Trotz der mit großer Mehrheit verabschiedeten Erweiterung der Sprachencharta zugunsten des Französischen in der Provinz Quebec durch die Nationalversammlung wird sich auch das kanadische Verfassungsgericht mit dem Maßnahmenpaket befassen. Die genehmigten Maßnahmen greifen nämlich in gesamtstaatliche Gesetze ein und sehen auch eine Änderung der Verfassung vor.

Nicht nur eine Herausforderung für Kanada, sondern auch für die „Schutzmacht“ Frankreich. Das französischsprachige Quebec fordert Sprachenrechte ein, die der französische Zentralstaat seinen sprachlichen Minderheiten konsequent vorenthält.

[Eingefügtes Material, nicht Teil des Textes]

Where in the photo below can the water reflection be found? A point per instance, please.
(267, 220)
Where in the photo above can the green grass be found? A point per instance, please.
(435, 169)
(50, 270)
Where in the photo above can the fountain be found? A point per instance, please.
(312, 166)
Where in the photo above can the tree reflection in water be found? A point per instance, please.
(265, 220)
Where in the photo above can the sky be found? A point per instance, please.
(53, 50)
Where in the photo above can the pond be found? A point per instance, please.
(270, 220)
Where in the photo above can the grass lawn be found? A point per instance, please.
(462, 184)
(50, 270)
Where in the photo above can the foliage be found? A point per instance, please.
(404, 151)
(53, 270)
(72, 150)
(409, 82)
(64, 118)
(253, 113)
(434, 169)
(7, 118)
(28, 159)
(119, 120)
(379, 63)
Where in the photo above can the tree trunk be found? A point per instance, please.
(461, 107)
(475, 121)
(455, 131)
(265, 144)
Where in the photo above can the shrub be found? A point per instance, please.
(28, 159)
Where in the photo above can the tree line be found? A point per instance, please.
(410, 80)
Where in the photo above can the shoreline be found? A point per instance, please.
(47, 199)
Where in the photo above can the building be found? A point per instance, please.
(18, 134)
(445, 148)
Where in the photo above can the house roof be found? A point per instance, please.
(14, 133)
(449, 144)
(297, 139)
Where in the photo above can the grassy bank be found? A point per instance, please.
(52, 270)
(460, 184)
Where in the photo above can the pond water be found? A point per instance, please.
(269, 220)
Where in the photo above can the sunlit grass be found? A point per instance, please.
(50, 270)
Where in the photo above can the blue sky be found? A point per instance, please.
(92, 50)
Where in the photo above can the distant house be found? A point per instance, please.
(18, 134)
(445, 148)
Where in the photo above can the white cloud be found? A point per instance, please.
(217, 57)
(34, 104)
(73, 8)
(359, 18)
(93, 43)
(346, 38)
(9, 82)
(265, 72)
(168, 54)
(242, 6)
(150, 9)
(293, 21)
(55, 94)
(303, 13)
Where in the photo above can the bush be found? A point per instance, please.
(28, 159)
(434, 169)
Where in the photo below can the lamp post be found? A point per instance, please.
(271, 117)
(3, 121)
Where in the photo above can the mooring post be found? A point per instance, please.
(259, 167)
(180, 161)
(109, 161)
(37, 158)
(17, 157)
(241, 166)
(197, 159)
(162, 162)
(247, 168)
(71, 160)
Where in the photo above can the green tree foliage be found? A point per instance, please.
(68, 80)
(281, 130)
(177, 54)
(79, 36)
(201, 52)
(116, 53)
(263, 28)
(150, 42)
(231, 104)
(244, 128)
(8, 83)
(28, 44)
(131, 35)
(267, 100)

Die Sprachenpolitik der Provinzregierung ist aber auch für die Frist Nations oft eine Provokation. Schätzungsweise 100.000 Angehörige zählen die verschiedenen tribe nations, das entspricht zwei Prozent der Provinz-Bevölkerung. Laut der Assembly of First Nations ist die autonomistische Quebec-Regierung wenig „minderheitenfreundlich“, verschiedene Autoren wie Michel Jean kritisieren den „französischen Kolonialismus“ in Quebec.